Bud, like most promising candidates among those destined to become truly great, had a habit of forgetting that there were others present besides himself. He would fall into a reflective mood and knit his brow as though wrestling with grave problems, upon the solving of which the fate of nations depended.
Ralph knew all about the habits of foxes, mink, otter, weasels, muskrats, raccoons, ’possums and divers other small fur-bearing animals such as give up their warm coats for the purpose of keeping ladies’ hands and necks comfortable during wintry blasts. He had had many amusing experiences with some of them, and as the scout patrol leader never wearied of learning interesting facts at first hand, Ralph was kept busy talking and answering questions, until considerable time had slipped by and there was Bud yawning as though threatening to dislocate his jaws.
“Guess we’d better be thinking of bunking down for the night,” suggested Hugh. “Did you fetch a blanket along with you, Ralph?”
“Well, I’m too old a hand to be caught napping in the woods without thinking of the night that is coming,” replied the other, laughing at the same time. “Over in the corner you’ll see the bully red blanket that’s hugged me tight on many a cold night when I was tending my line of traps. I feel that it is like an old friend when I get it tucked around me, and you’d think I was an Esquimo lying there, or one of those mummies they get out of Mexican catacombs.”
“That’s all right,” Hugh declared; “I thought you were too sensible to come up here and spend a night at this time of year without something to keep you from freezing. Why, even on a summer night that starts in hot, it’s apt to feel chilly along about three in the morning. I’ve seen the time when I’d have given a heap to have my blanket along; and the only thing I could do was to get up and start the fire booming again.”

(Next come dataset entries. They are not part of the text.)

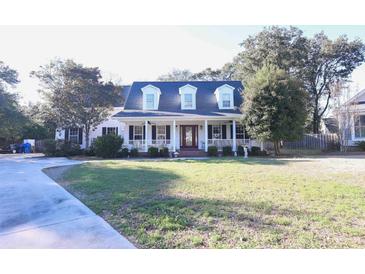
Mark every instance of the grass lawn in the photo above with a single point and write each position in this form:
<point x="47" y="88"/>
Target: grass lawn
<point x="228" y="203"/>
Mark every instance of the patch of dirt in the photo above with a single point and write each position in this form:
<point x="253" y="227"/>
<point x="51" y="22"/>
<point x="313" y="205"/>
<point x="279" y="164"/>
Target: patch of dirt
<point x="56" y="174"/>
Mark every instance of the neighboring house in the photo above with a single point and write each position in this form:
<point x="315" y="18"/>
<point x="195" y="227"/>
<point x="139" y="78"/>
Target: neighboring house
<point x="352" y="120"/>
<point x="189" y="115"/>
<point x="109" y="126"/>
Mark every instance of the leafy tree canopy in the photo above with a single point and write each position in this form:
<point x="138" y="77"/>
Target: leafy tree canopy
<point x="274" y="106"/>
<point x="76" y="95"/>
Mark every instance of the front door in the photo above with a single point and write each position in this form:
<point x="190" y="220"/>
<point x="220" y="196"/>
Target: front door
<point x="189" y="136"/>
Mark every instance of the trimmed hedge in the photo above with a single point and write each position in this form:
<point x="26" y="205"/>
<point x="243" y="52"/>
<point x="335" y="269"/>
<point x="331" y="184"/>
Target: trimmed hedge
<point x="123" y="153"/>
<point x="164" y="152"/>
<point x="134" y="152"/>
<point x="107" y="146"/>
<point x="256" y="151"/>
<point x="60" y="148"/>
<point x="212" y="151"/>
<point x="361" y="145"/>
<point x="227" y="151"/>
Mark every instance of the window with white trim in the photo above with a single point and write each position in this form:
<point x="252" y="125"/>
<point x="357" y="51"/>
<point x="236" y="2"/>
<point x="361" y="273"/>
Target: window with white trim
<point x="360" y="126"/>
<point x="217" y="132"/>
<point x="161" y="132"/>
<point x="226" y="100"/>
<point x="74" y="135"/>
<point x="188" y="96"/>
<point x="240" y="132"/>
<point x="109" y="130"/>
<point x="138" y="133"/>
<point x="188" y="100"/>
<point x="150" y="101"/>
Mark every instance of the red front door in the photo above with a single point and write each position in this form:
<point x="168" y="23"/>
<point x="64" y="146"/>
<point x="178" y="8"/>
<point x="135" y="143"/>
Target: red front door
<point x="189" y="136"/>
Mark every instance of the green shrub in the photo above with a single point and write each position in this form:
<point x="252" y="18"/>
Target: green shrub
<point x="240" y="151"/>
<point x="90" y="151"/>
<point x="50" y="147"/>
<point x="123" y="153"/>
<point x="134" y="152"/>
<point x="70" y="149"/>
<point x="164" y="152"/>
<point x="212" y="151"/>
<point x="361" y="145"/>
<point x="107" y="146"/>
<point x="227" y="151"/>
<point x="153" y="152"/>
<point x="256" y="151"/>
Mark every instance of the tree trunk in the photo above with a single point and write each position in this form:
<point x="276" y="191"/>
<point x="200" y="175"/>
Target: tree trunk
<point x="87" y="133"/>
<point x="276" y="148"/>
<point x="315" y="117"/>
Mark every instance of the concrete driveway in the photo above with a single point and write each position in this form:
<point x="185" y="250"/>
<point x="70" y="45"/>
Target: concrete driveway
<point x="35" y="212"/>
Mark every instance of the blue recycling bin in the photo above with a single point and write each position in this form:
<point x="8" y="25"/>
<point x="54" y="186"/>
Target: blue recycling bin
<point x="27" y="148"/>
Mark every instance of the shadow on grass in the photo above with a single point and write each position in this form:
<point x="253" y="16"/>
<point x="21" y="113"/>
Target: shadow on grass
<point x="137" y="202"/>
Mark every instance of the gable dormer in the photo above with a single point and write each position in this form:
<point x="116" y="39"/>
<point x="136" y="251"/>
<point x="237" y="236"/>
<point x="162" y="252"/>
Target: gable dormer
<point x="151" y="97"/>
<point x="188" y="96"/>
<point x="225" y="98"/>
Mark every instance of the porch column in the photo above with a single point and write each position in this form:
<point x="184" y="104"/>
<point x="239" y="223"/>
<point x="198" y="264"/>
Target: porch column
<point x="146" y="135"/>
<point x="174" y="136"/>
<point x="206" y="135"/>
<point x="126" y="135"/>
<point x="234" y="143"/>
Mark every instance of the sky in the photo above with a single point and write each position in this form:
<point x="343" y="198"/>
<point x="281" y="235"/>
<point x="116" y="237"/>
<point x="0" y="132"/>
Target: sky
<point x="131" y="53"/>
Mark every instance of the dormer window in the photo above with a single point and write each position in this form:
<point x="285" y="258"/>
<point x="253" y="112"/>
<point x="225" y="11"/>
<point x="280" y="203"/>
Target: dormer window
<point x="226" y="100"/>
<point x="150" y="101"/>
<point x="188" y="101"/>
<point x="188" y="97"/>
<point x="151" y="97"/>
<point x="224" y="95"/>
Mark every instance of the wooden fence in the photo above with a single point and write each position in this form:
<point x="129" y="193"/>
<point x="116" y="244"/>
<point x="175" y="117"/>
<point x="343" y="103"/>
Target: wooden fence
<point x="314" y="141"/>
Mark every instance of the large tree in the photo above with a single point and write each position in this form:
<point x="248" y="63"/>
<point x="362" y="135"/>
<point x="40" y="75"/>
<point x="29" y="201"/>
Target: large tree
<point x="76" y="95"/>
<point x="327" y="63"/>
<point x="11" y="117"/>
<point x="274" y="106"/>
<point x="319" y="62"/>
<point x="284" y="47"/>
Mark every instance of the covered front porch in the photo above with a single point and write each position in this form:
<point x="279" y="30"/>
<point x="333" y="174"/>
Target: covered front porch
<point x="185" y="134"/>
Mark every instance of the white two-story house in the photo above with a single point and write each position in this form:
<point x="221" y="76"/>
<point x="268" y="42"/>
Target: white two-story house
<point x="189" y="115"/>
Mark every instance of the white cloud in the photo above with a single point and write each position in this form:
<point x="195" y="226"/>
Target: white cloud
<point x="131" y="53"/>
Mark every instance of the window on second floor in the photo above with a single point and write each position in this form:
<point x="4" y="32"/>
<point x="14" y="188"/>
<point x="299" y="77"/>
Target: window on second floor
<point x="188" y="100"/>
<point x="74" y="135"/>
<point x="226" y="100"/>
<point x="138" y="133"/>
<point x="360" y="126"/>
<point x="188" y="96"/>
<point x="150" y="101"/>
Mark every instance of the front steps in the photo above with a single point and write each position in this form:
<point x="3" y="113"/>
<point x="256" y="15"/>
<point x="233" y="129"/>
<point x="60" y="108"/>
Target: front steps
<point x="192" y="153"/>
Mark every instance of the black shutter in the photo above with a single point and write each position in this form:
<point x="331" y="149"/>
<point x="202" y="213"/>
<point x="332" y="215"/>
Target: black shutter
<point x="131" y="133"/>
<point x="67" y="134"/>
<point x="210" y="133"/>
<point x="167" y="132"/>
<point x="224" y="132"/>
<point x="80" y="135"/>
<point x="153" y="132"/>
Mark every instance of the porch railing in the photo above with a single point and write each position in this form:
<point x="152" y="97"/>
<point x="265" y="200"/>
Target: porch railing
<point x="140" y="144"/>
<point x="220" y="143"/>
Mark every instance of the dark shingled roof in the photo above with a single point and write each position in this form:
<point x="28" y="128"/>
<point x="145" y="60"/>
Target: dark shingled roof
<point x="170" y="104"/>
<point x="124" y="94"/>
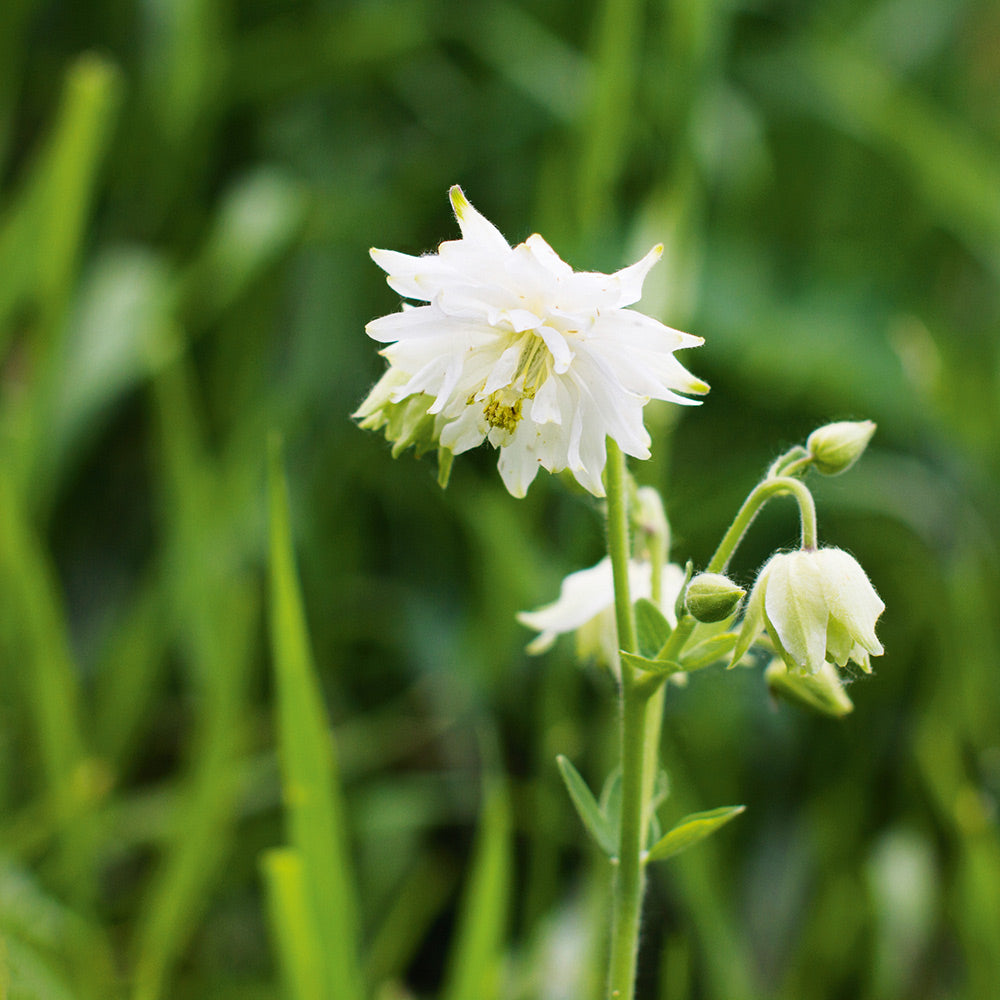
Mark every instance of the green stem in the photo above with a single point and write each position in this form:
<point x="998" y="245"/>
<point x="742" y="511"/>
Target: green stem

The three boys started to pick out the best spots for making their beds, each one being governed by some idea of his own. It was lucky they did not all think alike, or they must have drawn straws for first choice.
Hugh was carefully laying his blanket down so that he could crawl into it as if it were a bag, after he had taken his shoes and some of his outer clothing off, when he felt a gentle tug at his sleeve.
“Hugh!” said a soft voice in a whisper.
“What is it, Ralph?” questioned the other, going right along with what he was doing in order not to show that there was anything amiss.
“Don’t act as if I was saying anything out of the common, Hugh,” said the other; “but first chance you get, peep out of the tail of your eye at the broken window, and you’ll find that we’re being watched!”
CHAPTER IV
READING A “SIGN” BY TORCHLIGHT
Of course it gave the leader of the Wolf patrol a thrill when he heard this low warning from Ralph. You never would have known it, though, from any uneasy movement on his part.